Amid private companies' proposals to take over the airport, the government last year shelved a $1.5 billion program to modernize NAIA, but it pursued a plan to expand Clark, which was also considered as a replacement for NAIA. Last year, Transportation Secretary Arthur Tugade, who previously headed the Clark Development Corp., moved his office to the former military base, boosting hopes for the promotion of Clark as an alternative gateway.
Tugade said he would evaluate all proposals. "The more the merrier," he told reporters recently. "Because at the end of the day, I want the option, the freedom of choice on where to rise, what airline to ride, and what fare to pay for the riding public."
The International Air Transport Association has repeatedly said the Philippines needs to improve its main airport. However, IATA Director General Alexandre de Juniac has warned that Clark is too far from the capital to become the country's main hub. De Juniac, who said that even a high-speed railway would not make Clark viable, urged the Philippine government to build a supplementary airport that is within 50km of Manila.
"When you look at the [Manila] airport, you don't have to be a genius to [see] that it's impossible to go very above the current [capacity]," he said during a visit to Manila in October.
Duterte has yet to speak publicly about how to deal with NAIA congestion, but at least one group has attempted to make the president aware of its profile. During a trip to New Delhi in January, Duterte was briefed about the Indira Gandhi International Airport as being developed and run by GMR, Megawide's partner.
LT Group founder Lucio Tan and JG Summit President Lance Gokongwei were recently at the Malacanang presidential palace, where Duterte thanked them for ferrying overseas Filipino workers from Kuwait for free. It was not known if the president was briefed on their proposals.
The companies are hoping the government will decide fast on its plans for NAIA, because the Philippines is not the only country in the region planning a major airport upgrade.
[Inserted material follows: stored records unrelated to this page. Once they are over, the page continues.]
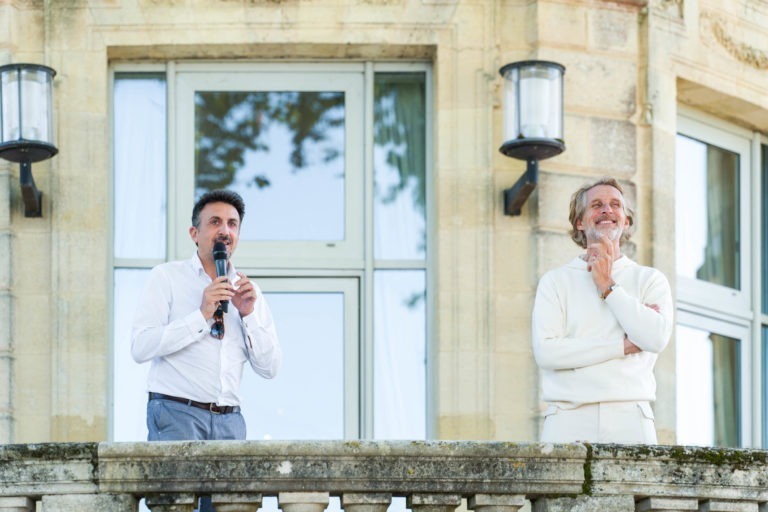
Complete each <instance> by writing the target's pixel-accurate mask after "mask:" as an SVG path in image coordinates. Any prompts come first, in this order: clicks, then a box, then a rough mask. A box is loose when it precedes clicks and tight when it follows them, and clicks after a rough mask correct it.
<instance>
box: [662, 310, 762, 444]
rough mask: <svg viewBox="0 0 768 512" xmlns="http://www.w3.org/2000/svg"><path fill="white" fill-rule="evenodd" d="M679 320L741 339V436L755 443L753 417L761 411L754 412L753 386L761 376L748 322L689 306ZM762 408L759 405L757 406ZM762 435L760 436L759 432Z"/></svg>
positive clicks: (689, 326)
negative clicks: (753, 365)
mask: <svg viewBox="0 0 768 512" xmlns="http://www.w3.org/2000/svg"><path fill="white" fill-rule="evenodd" d="M677 324H678V325H684V326H687V327H691V328H694V329H699V330H702V331H708V332H711V333H714V334H719V335H722V336H727V337H729V338H733V339H735V340H738V342H739V369H740V372H739V382H738V385H739V411H740V413H741V416H740V417H739V439H740V443H741V447H749V446H752V445H753V443H754V442H755V439H754V437H753V434H752V432H753V418H754V417H755V416H757V417H759V416H760V415H759V414H756V412H755V413H753V401H752V388H753V385H754V384H755V382H756V381H759V380H760V379H759V377H758V378H757V379H755V378H753V374H752V365H751V364H750V362H751V360H752V339H751V329H750V325H749V323H748V322H741V323H733V322H730V321H727V320H724V319H721V318H716V317H714V316H712V315H709V314H701V313H695V312H693V311H689V310H686V309H678V310H677ZM757 411H759V409H757ZM758 437H759V436H758Z"/></svg>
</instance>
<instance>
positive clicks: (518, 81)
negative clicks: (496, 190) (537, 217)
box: [499, 60, 565, 215]
mask: <svg viewBox="0 0 768 512" xmlns="http://www.w3.org/2000/svg"><path fill="white" fill-rule="evenodd" d="M564 73H565V66H563V65H562V64H558V63H557V62H550V61H546V60H523V61H519V62H512V63H510V64H507V65H505V66H502V67H501V69H499V74H501V76H502V77H503V78H504V87H503V94H504V111H503V136H504V142H503V143H502V145H501V147H500V148H499V151H501V153H503V154H504V155H506V156H509V157H512V158H517V159H520V160H525V161H526V170H525V173H524V174H523V175H522V176H520V178H519V179H518V180H517V182H515V184H514V185H513V186H512V187H510V188H508V189H506V190H504V196H503V200H504V214H505V215H520V214H521V212H522V206H523V204H524V203H525V201H526V200H527V199H528V197H529V196H530V195H531V193H532V192H533V190H534V189H535V188H536V183H537V182H538V174H539V160H543V159H545V158H550V157H553V156H555V155H559V154H560V153H562V152H563V151H565V142H564V141H563V74H564Z"/></svg>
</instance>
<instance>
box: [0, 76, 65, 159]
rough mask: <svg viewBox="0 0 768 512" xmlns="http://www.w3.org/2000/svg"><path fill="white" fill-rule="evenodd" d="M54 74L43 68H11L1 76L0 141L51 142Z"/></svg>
mask: <svg viewBox="0 0 768 512" xmlns="http://www.w3.org/2000/svg"><path fill="white" fill-rule="evenodd" d="M52 79H53V76H52V74H51V73H49V72H48V71H47V70H45V69H43V68H12V69H8V70H6V71H5V72H4V73H3V74H2V76H1V77H0V87H2V89H1V90H2V130H1V131H0V142H2V143H5V142H11V141H16V140H27V141H40V142H44V143H48V144H53V89H52Z"/></svg>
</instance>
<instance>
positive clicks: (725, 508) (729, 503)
mask: <svg viewBox="0 0 768 512" xmlns="http://www.w3.org/2000/svg"><path fill="white" fill-rule="evenodd" d="M699 511H700V512H759V508H758V505H757V502H755V501H736V500H707V501H703V502H702V503H701V505H699Z"/></svg>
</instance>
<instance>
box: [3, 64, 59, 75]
mask: <svg viewBox="0 0 768 512" xmlns="http://www.w3.org/2000/svg"><path fill="white" fill-rule="evenodd" d="M9 69H15V70H22V69H36V70H38V71H45V72H46V73H48V74H50V75H51V78H53V77H54V76H56V70H55V69H53V68H49V67H48V66H44V65H43V64H24V63H16V64H4V65H2V66H0V75H1V74H3V73H5V72H6V71H8V70H9Z"/></svg>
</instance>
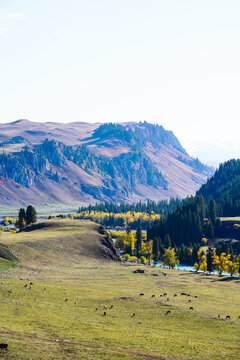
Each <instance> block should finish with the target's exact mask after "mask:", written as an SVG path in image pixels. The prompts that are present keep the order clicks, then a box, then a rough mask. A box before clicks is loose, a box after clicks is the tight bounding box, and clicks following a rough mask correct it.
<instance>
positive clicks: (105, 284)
mask: <svg viewBox="0 0 240 360" xmlns="http://www.w3.org/2000/svg"><path fill="white" fill-rule="evenodd" d="M102 236H103V235H100V234H99V233H98V225H96V224H94V223H92V222H90V221H80V220H51V221H46V222H45V225H44V226H43V227H42V228H41V227H40V228H39V229H37V228H35V230H33V231H29V232H20V233H18V234H12V233H4V234H3V235H2V238H1V242H2V243H4V244H5V245H7V246H8V248H9V250H10V251H11V252H12V253H13V254H14V255H15V256H16V257H17V258H18V259H19V261H20V263H19V264H18V265H17V266H16V267H14V268H11V269H9V270H6V271H1V272H0V276H1V282H2V285H0V343H8V350H7V351H6V350H0V358H1V359H11V360H12V359H19V360H30V359H34V360H35V359H42V360H50V359H54V360H56V359H64V360H65V359H74V360H75V359H94V360H95V359H136V360H137V359H163V360H164V359H169V360H170V359H199V360H200V359H201V360H207V359H210V360H214V359H216V360H221V359H232V360H233V359H240V340H239V339H240V318H239V316H240V280H239V279H237V278H235V279H232V278H230V277H220V278H219V277H217V276H213V275H211V276H208V275H203V274H195V273H189V272H180V271H176V270H168V269H161V268H153V267H148V266H143V265H141V266H138V265H130V264H123V263H120V262H113V261H110V260H108V259H107V258H105V256H104V252H103V251H102V250H103V245H102V243H101V240H102ZM9 263H10V262H7V261H6V260H3V259H1V260H0V270H3V269H4V268H8V267H9V265H10V264H9ZM136 268H142V269H144V270H146V273H144V274H135V273H133V271H134V270H135V269H136ZM30 283H32V284H30ZM140 293H142V294H144V295H140ZM164 293H167V295H165V296H160V295H163V294H164ZM181 293H186V294H187V295H190V296H187V295H181ZM153 295H155V296H153ZM190 307H192V308H193V310H190ZM167 312H168V314H167ZM104 313H105V315H104ZM218 315H220V317H218ZM228 315H229V316H230V319H229V320H226V316H228Z"/></svg>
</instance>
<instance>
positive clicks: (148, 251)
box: [141, 240, 153, 264]
mask: <svg viewBox="0 0 240 360" xmlns="http://www.w3.org/2000/svg"><path fill="white" fill-rule="evenodd" d="M152 246H153V241H152V240H150V241H143V242H142V249H141V253H142V254H143V255H146V256H147V258H148V262H149V264H150V262H151V258H152Z"/></svg>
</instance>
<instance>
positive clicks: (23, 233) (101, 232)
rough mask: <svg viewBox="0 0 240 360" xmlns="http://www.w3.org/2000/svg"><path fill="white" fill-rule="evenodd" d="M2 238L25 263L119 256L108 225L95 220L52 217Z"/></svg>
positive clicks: (43, 262)
mask: <svg viewBox="0 0 240 360" xmlns="http://www.w3.org/2000/svg"><path fill="white" fill-rule="evenodd" d="M1 241H2V242H3V243H5V245H6V244H7V245H8V248H9V250H10V251H11V252H12V253H13V254H14V256H15V257H16V258H17V259H18V260H19V261H20V262H21V265H22V266H29V265H30V266H32V267H38V268H39V267H43V266H48V267H49V266H50V267H51V266H54V267H55V266H57V265H58V264H61V265H64V264H79V263H81V262H82V261H86V260H88V259H97V260H100V261H103V260H119V257H118V255H117V253H116V250H115V248H114V247H113V246H112V243H111V241H110V240H109V238H108V236H107V234H106V233H105V232H104V229H103V228H102V227H101V226H100V225H98V224H95V223H93V222H91V221H84V220H83V221H81V220H70V219H51V220H46V221H43V222H39V223H35V224H33V225H31V226H28V227H26V228H25V229H24V230H23V231H21V232H20V233H18V234H10V233H8V234H4V237H2V239H1Z"/></svg>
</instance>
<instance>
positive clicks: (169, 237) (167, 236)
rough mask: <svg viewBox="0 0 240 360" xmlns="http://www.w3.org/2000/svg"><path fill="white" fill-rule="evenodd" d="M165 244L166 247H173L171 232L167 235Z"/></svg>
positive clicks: (167, 234)
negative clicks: (172, 243)
mask: <svg viewBox="0 0 240 360" xmlns="http://www.w3.org/2000/svg"><path fill="white" fill-rule="evenodd" d="M163 245H164V247H165V249H168V248H169V247H171V239H170V236H169V234H166V235H165V237H164V242H163Z"/></svg>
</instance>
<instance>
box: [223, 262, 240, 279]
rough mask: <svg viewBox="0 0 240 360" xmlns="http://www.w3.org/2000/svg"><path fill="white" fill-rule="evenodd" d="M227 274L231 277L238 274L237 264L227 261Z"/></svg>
mask: <svg viewBox="0 0 240 360" xmlns="http://www.w3.org/2000/svg"><path fill="white" fill-rule="evenodd" d="M226 269H227V272H228V273H229V274H230V275H231V276H233V275H234V274H237V272H238V269H239V268H238V263H237V262H233V261H228V264H227V266H226Z"/></svg>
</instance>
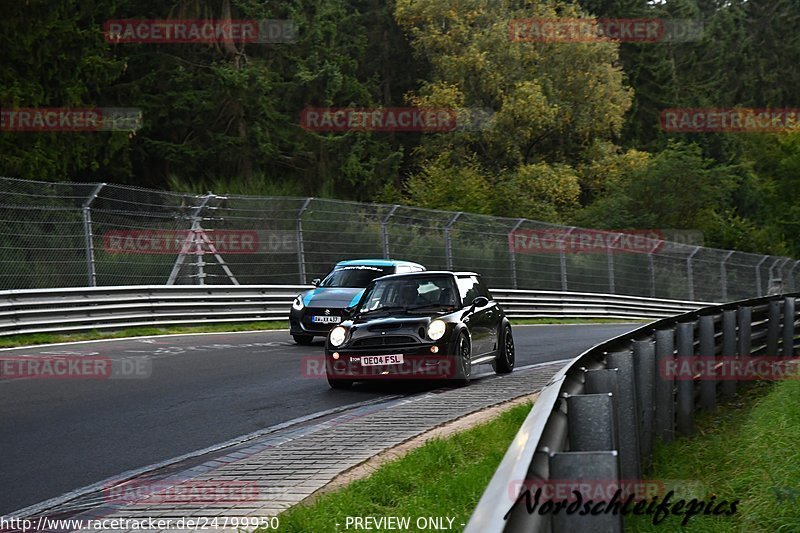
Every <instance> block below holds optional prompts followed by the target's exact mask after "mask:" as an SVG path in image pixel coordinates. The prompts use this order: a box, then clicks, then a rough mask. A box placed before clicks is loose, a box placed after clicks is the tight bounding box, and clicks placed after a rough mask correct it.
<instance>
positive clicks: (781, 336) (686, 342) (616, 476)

Across Southeast Asia, airport expansion plans are underway.
Singapore's Changi is planning to add a fifth terminal to its airport, which routinely is named the world's best, while Cambodia is also planning to build one of the largest in the world.
"The [Philippine] government should proceed as quickly as possible with upgrading the existing airport and deciding on a new airport," said Sobie, the analyst. "So many years have been wasted, making the issue more pressing."